CPS with ‘variance matching’: (Will be method IV)

When reading Mann08, I realized I need a “method IV” in my previous graphs. In method IV, I will rescale the mean proxy value so the variance of the proxy values match the variance of the temperature during the reconstruction period. This will (to some extent) mimic the portion highlighted below.

All proxies available within a given instrumental surface temperature grid box were then averaged and scaled to the same mean and decadal standard deviation as the nearest available 5° latitude by longitude
instrumental surface temperature grid box series over the calibration period. […] The gridded proxy data were then areally weighted, spatially averaged over the target hemisphere, and scaled to have the same mean and decadal standard deviation (we refer to the latter as ‘‘variance matching’’) as the target hemispheric (NH or SH) mean temperature series.

I say to some extent because for the time being I am not adding the decadal smoothing (which will matter for one of the features in the figures below.)

I quickly slapped together a script to illustrate that this method is also biased under screening. Because it can be shown to have a second type of bias that exists only when there are a small number of proxies, I am showing one graph created starting 50 proxies and another with 484. Blue is used for all proxies; green for the reconstructions when we screen those proxies. Screening is done against global temperatures. The calibration period is 80 years.

In the graph below, red is the target value the reconstruction should match:

If you examine the “blue” (unscreened) trace, you can see that it is noisy because there are only 50 proxies. More importantly, the mean value over the reconstruction period is biased high- and the bias is statistically significant. The green trace illustrates what happens if we bias selecting only those proxies that exhibited a statistically significant correlation with the target temperature during the calibration period. The bias increases.

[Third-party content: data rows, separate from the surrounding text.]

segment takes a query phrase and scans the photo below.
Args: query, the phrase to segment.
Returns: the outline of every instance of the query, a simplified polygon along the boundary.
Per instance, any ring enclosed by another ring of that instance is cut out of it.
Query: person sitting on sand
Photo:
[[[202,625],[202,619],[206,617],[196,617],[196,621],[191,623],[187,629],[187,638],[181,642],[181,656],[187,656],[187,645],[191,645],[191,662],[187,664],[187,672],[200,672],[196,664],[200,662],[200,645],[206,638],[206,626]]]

In the following graph, I increased the numbers of proxies.

Notice with the bias for the blue (unscreened) result is now non-zero but small. This is CPS that scales using ‘‘variance matching’’ is biased when few proxies are used whether or not we screen. This bias vanishes as we increase the number of proxies used. In contrast, the green (screened) trace remains biased. That is because this bias does not vanish when we increase the number of proxies.

Because this method is used, I’ll be adding this to my other tests using “toy” temperatures calling it “method IV”. That way we can compare the relative bias for different numbers of proxies, calibration periods, screening and other analytical choices a reconstruct-o-logist might make.

34 thoughts on “CPS with ‘variance matching’: (Will be method IV)”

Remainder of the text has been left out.